Jepang Rayakan “Neko no Hi”: Fenomena ‘Nekonomics’ yang Tembus 3 Triliun Yen

Pic by Pinterest

Celebrithink.com – Ketika sebagian besar wilayah Asia merayakan Tahun Baru Imlek, Jepang justru berpaling ke arah hewan yang berbeda. Meskipun kucing tidak masuk dalam daftar Shio—konon karena dikerjai oleh tikus menurut legenda—Jepang punya satu hari khusus untuk membalasnya. Jatuh pada hari Minggu (22/2), Jepang merayakan Neko no Hi atau Hari Kucing. Pemilihan tanggal 2/22 ini pun unik, karena dalam bahasa Jepang bisa dibaca seperti suara “meong” si kucing.
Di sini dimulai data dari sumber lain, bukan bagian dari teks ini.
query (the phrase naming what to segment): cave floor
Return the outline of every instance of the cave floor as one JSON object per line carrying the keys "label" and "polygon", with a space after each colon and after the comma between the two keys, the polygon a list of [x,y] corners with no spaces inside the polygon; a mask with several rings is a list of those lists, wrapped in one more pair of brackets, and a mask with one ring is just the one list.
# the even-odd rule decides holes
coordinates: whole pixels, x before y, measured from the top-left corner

Bukan Sekadar Perayaan, Tapi “Cuan” Besar
Awalnya dicetuskan oleh Japan Pet Food Association pada akhir 1980-an, Hari Kucing kini telah meledak menjadi ladang bisnis yang menggiurkan. Fenomena ini melahirkan istilah “Nekonomics” (gabungan kata Neko yang berarti kucing dan Economics). Tidak main-main, Profesor Emeritus Katsuhiro Miyamoto dari Universitas Kansai memperkirakan dampak ekonomi dari kucing di Jepang mencapai hampir 3 triliun yen (sekitar Rp300 triliun lebih) setiap tahunnya!
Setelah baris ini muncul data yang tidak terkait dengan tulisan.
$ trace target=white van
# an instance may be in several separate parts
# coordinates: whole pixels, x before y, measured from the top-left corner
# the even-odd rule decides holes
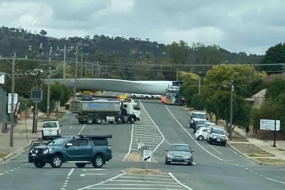
[[[57,121],[44,121],[42,125],[42,139],[60,137],[61,135],[60,128],[62,126]]]

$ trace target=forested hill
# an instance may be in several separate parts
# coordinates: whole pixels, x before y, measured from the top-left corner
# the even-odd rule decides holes
[[[182,42],[182,44],[173,43],[170,45],[152,41],[148,38],[144,40],[134,37],[127,39],[124,37],[110,37],[103,34],[95,34],[92,37],[87,35],[83,38],[75,37],[59,39],[44,36],[47,32],[40,33],[42,35],[36,33],[36,31],[32,33],[21,28],[1,27],[0,55],[11,56],[14,52],[18,56],[28,54],[29,45],[32,46],[33,50],[38,49],[39,43],[42,43],[44,50],[48,50],[50,47],[54,50],[56,50],[58,46],[62,49],[65,44],[67,48],[72,45],[79,45],[82,48],[84,53],[89,54],[87,58],[88,61],[102,62],[128,62],[139,58],[147,53],[153,54],[154,63],[158,64],[257,63],[263,57],[255,54],[247,55],[245,52],[231,53],[217,45],[205,46],[200,43],[187,45]],[[185,46],[187,52],[178,53],[176,46]],[[74,57],[74,54],[68,56],[70,58]],[[182,59],[176,58],[173,56],[183,58]]]

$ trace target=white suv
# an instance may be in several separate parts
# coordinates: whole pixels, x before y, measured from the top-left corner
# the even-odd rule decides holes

Berbagai Perusahaan Besar pun Berlomba-lomba Ikut Meramaikan

Convenience Store (Konbini): Saling bersaing menjual hidangan penutup bertema kucing, seperti puding berbentuk telapak kaki kucing yang super gemas.
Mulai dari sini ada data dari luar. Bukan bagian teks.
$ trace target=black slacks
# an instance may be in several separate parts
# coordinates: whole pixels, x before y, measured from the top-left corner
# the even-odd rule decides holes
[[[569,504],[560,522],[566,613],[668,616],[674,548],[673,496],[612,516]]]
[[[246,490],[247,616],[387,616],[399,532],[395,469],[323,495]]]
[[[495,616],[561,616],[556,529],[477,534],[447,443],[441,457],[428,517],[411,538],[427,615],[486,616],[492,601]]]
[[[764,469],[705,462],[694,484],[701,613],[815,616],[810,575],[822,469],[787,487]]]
Raksasa Energi Eneos Holdings: Bahkan perusahaan energi pun ikut masuk ke pasar ini dengan menawarkan menara karton bertenaga listrik untuk kucing.

Hubungan Bersejarah Sejak Abad ke-9
Kecintaan Jepang terhadap kucing bukan tren baru kemarin sore. Hubungan ini sudah terjalin berabad-abad. Catatan tertua tertulis di buku harian Kaisar Uda pada tahun 889, berjudul Kanpyo Gyoki. Dalam catatannya, sang Kaisar sangat memuji bulu hewan peliharaannya yang berkilau dan kemampuannya yang hebat dalam menangkap tikus.

Jadi, jangan heran kalau Jepang sekarang resmi jadi “Negeri Kucing”. Selain Hari Kucing, Jepang juga punya banyak hari peringatan unik berbasis permainan kata lainnya, seperti Hari Pasangan Serasi (22 November) hingga Hari Mayones yang akan segera tiba pada 1 Maret mendatang.